JPMorgan executives doubted Madoff months before collapse
Senior executives at JPMorgan Chase expressed serious doubts about the legitimacy of Bernard L. Madoff’s investment business more than 18 months before his Ponzi scheme collapsed but continued to do business with him, according to internal bank documents made public in a lawsuit Thursday.
On June 15, 2007, an obviously high-level risk management officer for Chase’s investment bank sent a lunchtime e-mail to colleagues to report that another bank executive “just told me that there is a well-known cloud over the head of Madoff and that his returns are speculated to be part of a Ponzi scheme.”
Even before that, a top private banking executive had been consistently steering clients away from investments linked to Madoff because his “Oz-like signals” were “too difficult to ignore.” And the first Chase risk analyst to look at a Madoff feeder fund, in February 2006, reported to his superiors that its returns did not make sense because it did far better than the securities that were supposedly in its portfolio.

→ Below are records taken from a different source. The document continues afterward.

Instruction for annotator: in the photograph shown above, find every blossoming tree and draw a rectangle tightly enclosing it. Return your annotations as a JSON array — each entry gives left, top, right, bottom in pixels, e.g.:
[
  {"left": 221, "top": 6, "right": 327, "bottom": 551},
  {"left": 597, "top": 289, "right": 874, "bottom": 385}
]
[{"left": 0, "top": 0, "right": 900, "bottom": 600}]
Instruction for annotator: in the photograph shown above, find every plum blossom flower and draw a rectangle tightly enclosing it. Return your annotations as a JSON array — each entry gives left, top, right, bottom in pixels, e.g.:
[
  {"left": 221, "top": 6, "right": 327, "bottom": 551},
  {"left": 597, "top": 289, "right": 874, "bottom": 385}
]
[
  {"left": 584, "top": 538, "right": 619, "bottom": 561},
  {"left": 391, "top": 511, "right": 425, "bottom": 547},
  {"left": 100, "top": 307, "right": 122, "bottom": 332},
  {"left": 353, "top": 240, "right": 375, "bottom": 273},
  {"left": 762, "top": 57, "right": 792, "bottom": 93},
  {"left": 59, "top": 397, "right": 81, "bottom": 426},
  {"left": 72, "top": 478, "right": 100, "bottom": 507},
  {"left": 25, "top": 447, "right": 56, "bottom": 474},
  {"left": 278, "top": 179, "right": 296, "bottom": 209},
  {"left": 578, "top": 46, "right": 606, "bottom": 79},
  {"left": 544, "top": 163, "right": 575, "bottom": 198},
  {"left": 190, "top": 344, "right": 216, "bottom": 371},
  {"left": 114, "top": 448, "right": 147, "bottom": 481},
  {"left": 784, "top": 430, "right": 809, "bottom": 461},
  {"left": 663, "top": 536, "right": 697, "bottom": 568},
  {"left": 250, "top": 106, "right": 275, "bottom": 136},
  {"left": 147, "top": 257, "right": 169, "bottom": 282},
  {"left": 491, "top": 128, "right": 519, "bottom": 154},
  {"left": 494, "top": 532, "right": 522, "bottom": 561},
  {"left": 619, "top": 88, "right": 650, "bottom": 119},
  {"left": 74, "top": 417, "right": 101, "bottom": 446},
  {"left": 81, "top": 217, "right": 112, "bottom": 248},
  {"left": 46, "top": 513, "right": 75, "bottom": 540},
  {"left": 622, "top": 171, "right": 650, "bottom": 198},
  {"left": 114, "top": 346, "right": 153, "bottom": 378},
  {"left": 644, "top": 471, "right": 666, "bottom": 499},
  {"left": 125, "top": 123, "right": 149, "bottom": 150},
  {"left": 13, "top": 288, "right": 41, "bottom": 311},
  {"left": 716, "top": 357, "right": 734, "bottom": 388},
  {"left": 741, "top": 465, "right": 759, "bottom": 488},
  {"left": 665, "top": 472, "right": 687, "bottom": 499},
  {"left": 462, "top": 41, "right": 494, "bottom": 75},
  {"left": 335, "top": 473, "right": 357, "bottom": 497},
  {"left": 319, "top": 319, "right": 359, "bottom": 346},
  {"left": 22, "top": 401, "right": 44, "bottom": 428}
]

Despite those suspicions and many more, the bank allowed Madoff to move billions of dollars of investors’ cash in and out of his Chase bank accounts up until the day of his arrest in December 2008 — although by then, the bank had withdrawn all but $35 million of the $276 million it had invested in Madoff-linked hedge funds, according to the litigation.
In a statement, the bank disputed the trustee’s accusations and said it would “vigorously” challenge the claims in court. The lawsuit against the bank was filed under seal Dec. 2 by Irving H. Picard, the bankruptcy trustee gathering assets for Madoff’s victims. At that time, David J. Sheehan, the trustee’s lawyer, asserted that Madoff “would not have been able to commit this massive Ponzi scheme without this bank.”
But with the case under seal, there was no way to gauge the documentation on which the trustee based his $6.4 billion in claims against the bank — until now.
The bank and the trustee mutually agreed to unseal the complaint, which is one of dozens of big-ticket claims the trustee has filed to recover assets for the victims of the Ponzi scheme. Other defendants include a half-dozen global banks, including HSBC in London and UBS in Switzerland, and the Wilpon family, the owners of the New York Mets.
To date, the trustee has collected about $10 billion through settlements and asset sales.